Houses preened a little. “Oh, Witless, surely by now you know my methods. Effie here has the refined, glowing complexion and shining, intelligent eyes that only the true reader ever possesses. That, plus the piles of books.”
“How absurdly simple!” I cried, and for some reason a grimace crossed my friend’s face.
“Quite.” He turned to our client. “Now, Effie, please explain why you have asked us to come here. Very simply, if you don’t mind, since Dr Witless will be listening.”
“It’s the books, Mr Houses! The books!” And she proceeded to tell us her story. For many years, Lady McFan had been adding gradually to the collection of books she had inherited from her ancestors. She would acquire half a dozen or so, read them and add them to her shelves. But suddenly, several months ago, she noticed that the little pile of unread books seemed to be growing larger. And larger. And larger. It soon became impossible for her to read them quickly enough to shelve them before another pile would appear. Every night, she would count the books and every morning she would discover there were three or four more than the night before.
“I don’t order them, Mr Houses, I’m sure I don’t! They just… appear!
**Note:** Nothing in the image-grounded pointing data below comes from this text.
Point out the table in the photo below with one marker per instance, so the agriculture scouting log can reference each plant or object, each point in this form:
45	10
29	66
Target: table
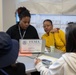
29	61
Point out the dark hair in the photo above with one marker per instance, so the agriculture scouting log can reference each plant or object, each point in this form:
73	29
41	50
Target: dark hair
49	21
22	12
71	38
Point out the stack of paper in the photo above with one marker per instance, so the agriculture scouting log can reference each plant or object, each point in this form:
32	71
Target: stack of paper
46	57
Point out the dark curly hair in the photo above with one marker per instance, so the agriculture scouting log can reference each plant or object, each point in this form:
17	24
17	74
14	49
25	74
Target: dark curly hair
23	12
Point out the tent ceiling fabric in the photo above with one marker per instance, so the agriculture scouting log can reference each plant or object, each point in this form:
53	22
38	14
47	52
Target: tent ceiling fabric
66	7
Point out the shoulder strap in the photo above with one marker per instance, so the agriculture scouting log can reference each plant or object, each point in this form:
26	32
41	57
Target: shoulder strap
4	72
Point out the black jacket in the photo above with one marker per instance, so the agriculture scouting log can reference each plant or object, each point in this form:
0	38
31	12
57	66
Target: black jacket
31	32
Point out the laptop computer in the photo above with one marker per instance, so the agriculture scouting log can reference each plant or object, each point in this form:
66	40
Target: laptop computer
32	45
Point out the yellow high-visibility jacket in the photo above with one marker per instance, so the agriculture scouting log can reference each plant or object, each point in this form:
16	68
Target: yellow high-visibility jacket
56	39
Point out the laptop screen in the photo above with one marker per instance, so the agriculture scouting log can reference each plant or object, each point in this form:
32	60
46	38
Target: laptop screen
32	45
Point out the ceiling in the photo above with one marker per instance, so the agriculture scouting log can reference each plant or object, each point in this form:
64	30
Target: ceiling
65	7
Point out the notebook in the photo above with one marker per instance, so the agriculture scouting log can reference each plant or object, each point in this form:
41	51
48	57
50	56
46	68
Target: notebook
32	45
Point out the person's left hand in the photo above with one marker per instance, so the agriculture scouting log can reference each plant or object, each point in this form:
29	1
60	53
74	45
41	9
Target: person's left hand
55	30
37	61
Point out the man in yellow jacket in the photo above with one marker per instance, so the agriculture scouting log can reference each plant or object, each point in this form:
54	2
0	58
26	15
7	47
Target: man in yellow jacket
54	37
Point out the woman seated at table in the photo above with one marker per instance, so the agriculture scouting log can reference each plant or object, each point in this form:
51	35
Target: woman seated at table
53	37
66	65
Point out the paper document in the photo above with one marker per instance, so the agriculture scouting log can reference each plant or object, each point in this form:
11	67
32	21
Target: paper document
48	58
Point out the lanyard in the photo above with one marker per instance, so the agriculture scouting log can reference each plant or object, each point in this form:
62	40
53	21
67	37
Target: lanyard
3	71
22	36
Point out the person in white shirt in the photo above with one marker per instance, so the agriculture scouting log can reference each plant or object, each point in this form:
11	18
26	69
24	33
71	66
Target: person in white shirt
66	65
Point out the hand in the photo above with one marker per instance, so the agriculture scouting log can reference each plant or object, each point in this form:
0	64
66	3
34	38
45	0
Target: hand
37	61
55	30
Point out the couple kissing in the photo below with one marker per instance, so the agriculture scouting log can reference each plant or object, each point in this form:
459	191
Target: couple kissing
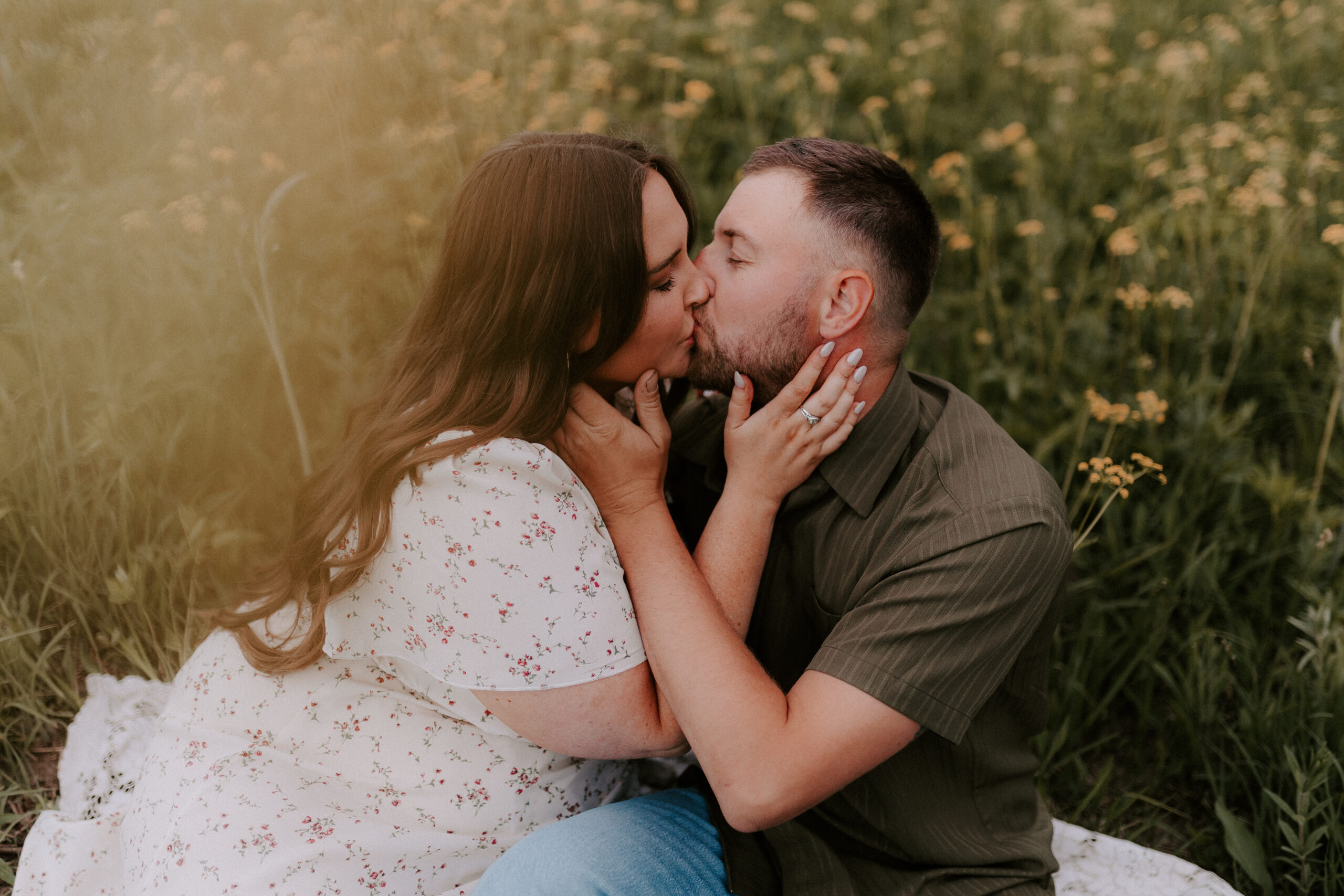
830	577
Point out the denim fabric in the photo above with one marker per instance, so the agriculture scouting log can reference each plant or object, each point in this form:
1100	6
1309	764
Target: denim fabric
656	846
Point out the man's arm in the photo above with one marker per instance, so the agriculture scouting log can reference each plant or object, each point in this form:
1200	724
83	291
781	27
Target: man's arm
766	754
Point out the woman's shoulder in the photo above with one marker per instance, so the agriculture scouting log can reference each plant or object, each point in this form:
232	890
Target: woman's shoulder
505	468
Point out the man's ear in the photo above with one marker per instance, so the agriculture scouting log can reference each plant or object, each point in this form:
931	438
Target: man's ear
846	303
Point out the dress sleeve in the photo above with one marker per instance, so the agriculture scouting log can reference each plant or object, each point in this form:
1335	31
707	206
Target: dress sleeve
498	574
933	641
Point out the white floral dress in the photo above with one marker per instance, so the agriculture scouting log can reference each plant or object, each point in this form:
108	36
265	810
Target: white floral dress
377	770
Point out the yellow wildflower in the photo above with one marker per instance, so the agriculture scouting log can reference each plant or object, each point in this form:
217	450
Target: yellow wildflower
873	105
1105	412
863	13
1175	299
698	90
680	111
1122	242
802	11
1189	196
1135	297
593	121
667	64
944	164
1152	409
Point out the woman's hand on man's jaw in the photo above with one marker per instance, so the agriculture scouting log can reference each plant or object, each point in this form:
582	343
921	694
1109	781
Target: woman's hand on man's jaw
772	452
622	464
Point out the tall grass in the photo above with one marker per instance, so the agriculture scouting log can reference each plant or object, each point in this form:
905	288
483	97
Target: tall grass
1143	213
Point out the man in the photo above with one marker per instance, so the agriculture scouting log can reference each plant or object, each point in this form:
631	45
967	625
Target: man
873	734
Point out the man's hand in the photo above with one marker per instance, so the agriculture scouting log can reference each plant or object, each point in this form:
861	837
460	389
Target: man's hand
622	464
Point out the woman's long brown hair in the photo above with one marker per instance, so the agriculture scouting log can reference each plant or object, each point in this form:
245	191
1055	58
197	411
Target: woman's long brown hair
545	237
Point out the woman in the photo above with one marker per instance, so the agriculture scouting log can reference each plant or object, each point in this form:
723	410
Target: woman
406	691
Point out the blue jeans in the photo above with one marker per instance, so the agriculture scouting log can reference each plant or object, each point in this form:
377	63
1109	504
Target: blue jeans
656	846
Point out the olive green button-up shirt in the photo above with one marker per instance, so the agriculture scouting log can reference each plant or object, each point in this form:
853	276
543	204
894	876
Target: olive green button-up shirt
918	563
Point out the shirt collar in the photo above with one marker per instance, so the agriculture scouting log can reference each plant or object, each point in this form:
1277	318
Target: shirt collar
865	462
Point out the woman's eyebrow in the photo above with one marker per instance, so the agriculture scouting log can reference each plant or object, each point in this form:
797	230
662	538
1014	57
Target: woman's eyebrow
670	260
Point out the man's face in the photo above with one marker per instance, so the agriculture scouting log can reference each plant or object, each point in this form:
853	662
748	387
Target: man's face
764	265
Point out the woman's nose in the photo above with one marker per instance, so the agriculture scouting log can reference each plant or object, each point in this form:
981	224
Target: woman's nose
702	289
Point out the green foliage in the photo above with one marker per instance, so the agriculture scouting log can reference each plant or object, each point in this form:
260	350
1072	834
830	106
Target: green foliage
1143	217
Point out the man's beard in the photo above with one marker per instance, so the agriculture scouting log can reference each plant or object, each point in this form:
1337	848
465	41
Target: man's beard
771	358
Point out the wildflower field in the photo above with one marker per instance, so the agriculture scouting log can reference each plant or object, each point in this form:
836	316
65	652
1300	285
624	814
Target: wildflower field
215	214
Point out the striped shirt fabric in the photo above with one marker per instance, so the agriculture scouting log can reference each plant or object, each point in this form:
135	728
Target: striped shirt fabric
920	563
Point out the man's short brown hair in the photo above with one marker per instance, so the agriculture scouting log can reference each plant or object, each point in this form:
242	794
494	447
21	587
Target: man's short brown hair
877	206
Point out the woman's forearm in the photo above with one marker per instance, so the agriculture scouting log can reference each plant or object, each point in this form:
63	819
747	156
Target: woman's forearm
731	553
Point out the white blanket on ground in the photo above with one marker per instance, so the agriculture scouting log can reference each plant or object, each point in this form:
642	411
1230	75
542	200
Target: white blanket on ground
76	851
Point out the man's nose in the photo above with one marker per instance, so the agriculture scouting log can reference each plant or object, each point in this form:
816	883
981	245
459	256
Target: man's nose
702	263
701	291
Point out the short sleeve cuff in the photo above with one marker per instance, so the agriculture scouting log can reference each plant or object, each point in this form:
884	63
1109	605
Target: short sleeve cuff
899	695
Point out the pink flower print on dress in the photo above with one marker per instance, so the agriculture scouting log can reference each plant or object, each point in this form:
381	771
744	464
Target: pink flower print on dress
538	530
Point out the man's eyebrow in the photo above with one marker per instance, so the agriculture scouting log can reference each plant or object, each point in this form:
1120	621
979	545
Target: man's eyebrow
738	234
671	258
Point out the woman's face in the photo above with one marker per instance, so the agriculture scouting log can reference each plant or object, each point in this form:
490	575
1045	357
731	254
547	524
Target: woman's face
664	338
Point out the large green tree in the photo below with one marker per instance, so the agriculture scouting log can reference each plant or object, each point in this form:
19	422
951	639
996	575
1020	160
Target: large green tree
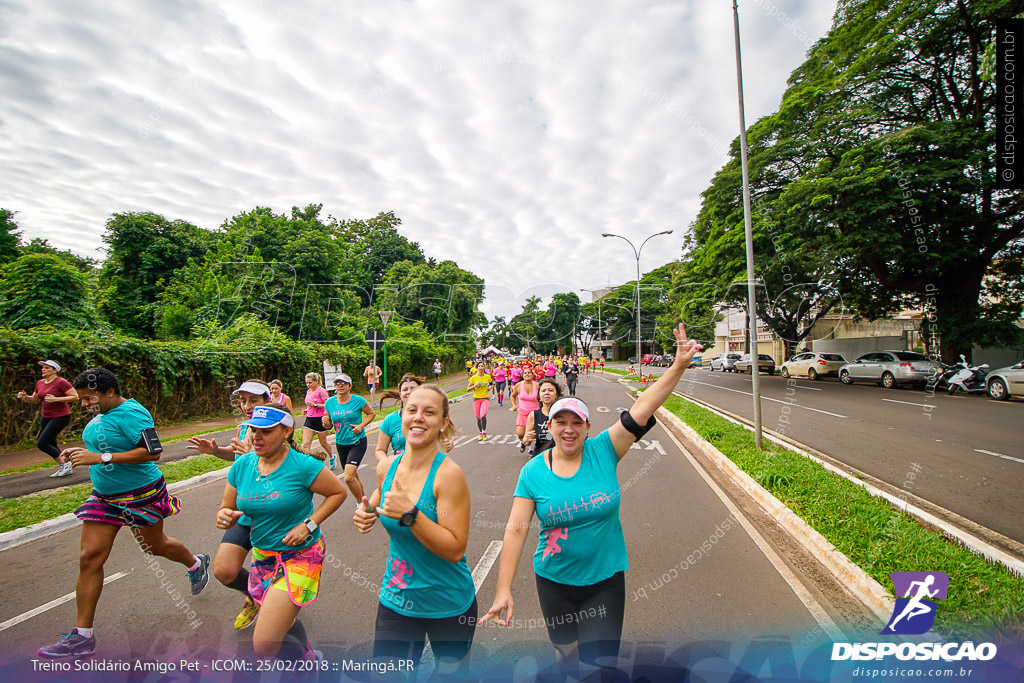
876	179
10	238
142	251
43	290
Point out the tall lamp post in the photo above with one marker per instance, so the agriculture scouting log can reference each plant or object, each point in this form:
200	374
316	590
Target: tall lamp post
637	253
749	238
385	314
600	330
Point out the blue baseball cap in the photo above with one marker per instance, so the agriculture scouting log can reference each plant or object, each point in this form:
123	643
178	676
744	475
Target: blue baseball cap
265	417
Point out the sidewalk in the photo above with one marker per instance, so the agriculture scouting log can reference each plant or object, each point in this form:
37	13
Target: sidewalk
17	459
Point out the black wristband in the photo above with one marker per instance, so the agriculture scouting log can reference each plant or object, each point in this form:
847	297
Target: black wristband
633	427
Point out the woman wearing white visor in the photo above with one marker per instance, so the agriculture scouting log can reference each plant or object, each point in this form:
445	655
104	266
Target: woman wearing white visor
273	486
581	558
228	564
349	415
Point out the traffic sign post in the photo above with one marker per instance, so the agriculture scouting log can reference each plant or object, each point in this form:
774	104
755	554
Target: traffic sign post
376	341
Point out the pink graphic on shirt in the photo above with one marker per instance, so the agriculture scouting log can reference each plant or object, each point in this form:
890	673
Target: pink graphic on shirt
554	536
400	569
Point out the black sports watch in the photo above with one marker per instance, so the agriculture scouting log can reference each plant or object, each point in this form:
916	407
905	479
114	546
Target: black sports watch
409	518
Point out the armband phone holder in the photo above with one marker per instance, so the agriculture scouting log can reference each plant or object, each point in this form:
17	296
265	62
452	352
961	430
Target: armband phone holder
638	430
152	441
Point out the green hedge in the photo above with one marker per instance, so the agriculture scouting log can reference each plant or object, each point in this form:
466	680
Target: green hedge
179	381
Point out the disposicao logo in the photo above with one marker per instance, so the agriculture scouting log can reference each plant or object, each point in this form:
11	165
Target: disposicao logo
915	593
913	614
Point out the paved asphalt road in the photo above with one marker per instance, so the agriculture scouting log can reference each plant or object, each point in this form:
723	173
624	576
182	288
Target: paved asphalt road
732	592
966	453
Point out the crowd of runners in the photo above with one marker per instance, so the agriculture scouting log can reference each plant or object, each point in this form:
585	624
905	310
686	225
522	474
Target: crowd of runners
422	501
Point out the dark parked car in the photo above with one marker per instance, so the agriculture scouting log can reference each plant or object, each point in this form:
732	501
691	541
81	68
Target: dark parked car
766	364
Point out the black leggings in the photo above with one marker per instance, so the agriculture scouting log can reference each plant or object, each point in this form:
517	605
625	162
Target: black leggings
400	637
591	615
49	428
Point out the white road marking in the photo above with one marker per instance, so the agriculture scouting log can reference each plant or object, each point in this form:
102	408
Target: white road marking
998	455
812	605
906	402
784	402
480	571
53	603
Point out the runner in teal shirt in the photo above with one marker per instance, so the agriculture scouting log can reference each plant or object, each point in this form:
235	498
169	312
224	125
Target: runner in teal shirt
581	558
422	499
349	415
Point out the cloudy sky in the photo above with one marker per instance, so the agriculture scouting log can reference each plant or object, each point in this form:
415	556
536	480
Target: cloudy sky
506	135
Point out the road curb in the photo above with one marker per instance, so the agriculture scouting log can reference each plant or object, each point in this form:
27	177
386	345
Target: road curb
868	591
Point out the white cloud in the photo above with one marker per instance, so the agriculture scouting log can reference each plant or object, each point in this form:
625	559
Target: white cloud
506	135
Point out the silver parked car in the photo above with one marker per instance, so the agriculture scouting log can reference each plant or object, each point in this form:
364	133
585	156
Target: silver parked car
1007	382
890	369
813	365
766	364
724	361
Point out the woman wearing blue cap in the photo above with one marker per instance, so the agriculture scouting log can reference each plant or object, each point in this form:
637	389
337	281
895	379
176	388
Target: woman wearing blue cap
273	486
581	558
228	563
349	415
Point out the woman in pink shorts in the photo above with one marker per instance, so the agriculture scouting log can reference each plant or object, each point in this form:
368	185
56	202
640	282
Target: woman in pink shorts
524	399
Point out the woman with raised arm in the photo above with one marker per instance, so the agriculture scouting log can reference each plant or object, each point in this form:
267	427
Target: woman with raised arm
422	500
581	558
524	400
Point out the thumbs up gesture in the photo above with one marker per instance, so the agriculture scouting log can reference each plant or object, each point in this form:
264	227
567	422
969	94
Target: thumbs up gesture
226	518
396	501
364	517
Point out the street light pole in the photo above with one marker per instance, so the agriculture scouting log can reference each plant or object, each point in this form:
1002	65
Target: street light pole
749	236
637	253
385	314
Oh, please help me! Every cupboard is full of books; I’ve had to put the horses up in a hotel so I could turn the stables into extra library space; the ghost of the Headless Lady has had to move out of the attic to make room for books, and is now wandering the Castle moaning and groaning day and night, and being downright depressing! I’ve even taken to locking all three doors to this room overnight, but still they arrive, always placed just here, on this side table. Am I mad, Mr Houses? Or can you find an explanation and put a stop to this horror?”
She sent a glance of such piteous pleading from her fine blue eyes that even the hardened heart of Houses must surely have been touched. If I weren’t a happily married man, I may well have proposed on the spot.
Houses sat back, closed his eyes and steepled his fingers. Lady McFan and I sat in breathless silence, waiting for that great brain to work its magic. Houses snored gently. I tactfully kicked his ankle. His gimlet eyes opened and pierced me like… well, like a gimlet.
“Is there anyone else in the house overnight, Effie?” he inquired incisively.
“Only the servants, but they’ve all been with my family for generations and are members of the Clan. I trust them with my life. And Lady Fancyboots, my cousin and oldest friend, has been staying here for some months, having spent all her little inheritance on fine chocolate, and being now quite destitute, were it not for my exceeding generosity.”
“Your cousin, you say?”
“Yes, we’re the two last remaining members of the family, so have always been close, even though I inherited fabulous wealth and she only got £100 and Grannie McFan’s recipe for black bun. Some people may have been resentful, but not Lady Fancyboots! She has remained a staunch friend.”
“That portrait,” Houses indicated a full-length picture that hung above the mantel, of a fine-looking old gentleman in what I was beginning to realise must be the traditional dress for the savage natives of these wild regions.
“He is your father?”
Lady McFan assented.
“He bears a striking resemblance to Wullie the Piper, wouldn’t you agree, Witless?” remarked Houses.
Lady McFan blushed gently.
“All the clan are related to one another, Mr House. Furthermore, my father was…,” she cleared her throat delicately, “fond of Wullie’s mother, a maidservant here for many years before her death.”
A gleam had come into Houses’ eyes during this conversation, and he now rubbed his hands, chuckling. “Well, I have high hopes that we may be able to get to the root of your little trouble,” he said. “And now, could I trouble you for some chocolate cake?”